The fate of one lesbian pair
Dr. Kokula continues:
"As the approaches of her superior became too much
she rejected them ... Both she and her partner were sent before
a military-court and sent to the Bützow concentration camp (in
northern Germany). There they were confined with 6 other lesbians
...in a special block. The SS guards urged the Russian and French
prisoners to give the lesbians a good fucking." (Here one
must be aware that in the Nazi period it was a punishable offence
for a German woman to have sex with a foreigner.)

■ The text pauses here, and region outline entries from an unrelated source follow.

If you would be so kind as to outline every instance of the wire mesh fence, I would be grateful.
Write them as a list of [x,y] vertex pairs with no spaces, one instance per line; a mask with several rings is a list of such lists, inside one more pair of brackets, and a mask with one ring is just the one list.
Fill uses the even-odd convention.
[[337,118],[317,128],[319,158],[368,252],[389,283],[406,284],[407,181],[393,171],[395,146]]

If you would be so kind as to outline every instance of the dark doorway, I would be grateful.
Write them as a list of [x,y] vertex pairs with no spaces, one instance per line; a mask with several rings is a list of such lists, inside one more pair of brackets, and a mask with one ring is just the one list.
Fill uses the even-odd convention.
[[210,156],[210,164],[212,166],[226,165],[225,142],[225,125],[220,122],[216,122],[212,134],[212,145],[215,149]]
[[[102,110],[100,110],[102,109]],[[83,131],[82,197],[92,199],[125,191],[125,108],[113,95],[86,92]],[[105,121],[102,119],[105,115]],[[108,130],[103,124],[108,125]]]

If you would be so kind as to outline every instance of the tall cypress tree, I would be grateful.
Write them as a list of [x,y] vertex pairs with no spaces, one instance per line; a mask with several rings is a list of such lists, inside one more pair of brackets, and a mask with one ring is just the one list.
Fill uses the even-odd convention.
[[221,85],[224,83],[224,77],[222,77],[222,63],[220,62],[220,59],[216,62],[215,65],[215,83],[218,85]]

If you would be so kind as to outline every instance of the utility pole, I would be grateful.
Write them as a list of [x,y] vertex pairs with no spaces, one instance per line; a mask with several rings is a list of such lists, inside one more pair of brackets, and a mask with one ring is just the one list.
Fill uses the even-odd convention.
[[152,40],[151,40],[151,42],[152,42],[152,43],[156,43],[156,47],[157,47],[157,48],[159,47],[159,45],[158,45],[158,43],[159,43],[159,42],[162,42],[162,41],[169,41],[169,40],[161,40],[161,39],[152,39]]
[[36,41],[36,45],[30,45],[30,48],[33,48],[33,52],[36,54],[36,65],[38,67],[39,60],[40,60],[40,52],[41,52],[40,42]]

"It is one of those historical paradoxes that some
lesbians have good memories of the Nazi period - the period of
unemployment was over, a large number were occupied in the armaments
industry or in the non-combatant part of the German of army and
because of their income economically independent. The terrible
conditions of the concentration camps, the medical experiments,
and 'change of orientation' (an idea which is still around 50
years later - C. M-S) left their stamp on the life of 10,000 lesbians
and gays. For a long time it was deliberately not mentioned, but
it must never be forgotten."
Such history was until recently largely suppressed and ignored
as far as the public is concerned. Is it not significant that one
of the organisers of the seminar in Bergen-Belsen pointed out that
the camp was neglected until around 1960 when there
was a wave of neo-fascist activity, and again until the mid 80s
when Reagan and Chancellor Kohl wanted to make a demonstrative visit
there ?
In November 1992 three Turkish people were burnt to death in
Möln (W. Germany) in their own home. The same weekend in Sachsenhausen
Concentration Camp, - where hundreds of homosexuals were tortured
with medical experiments, and worked to death, or shot "trying
to escape'', - saw the unveiling of a tablet with the inscription
"Todgeschlagen, Totgeschwiegen - den homosexuellen Opfer
des Nationalsozialismus" -- "Beaten to death, Ignored
in death - for the homosexual victims of Nazism".
It took only 47 years to get the memorial tablet accepted, but
the power of intolerance and prejudice should never be underestimated.
At this same camp in October the Jewish Museum, housed in one
of the surviving barracks was deliberately destroyed by arson.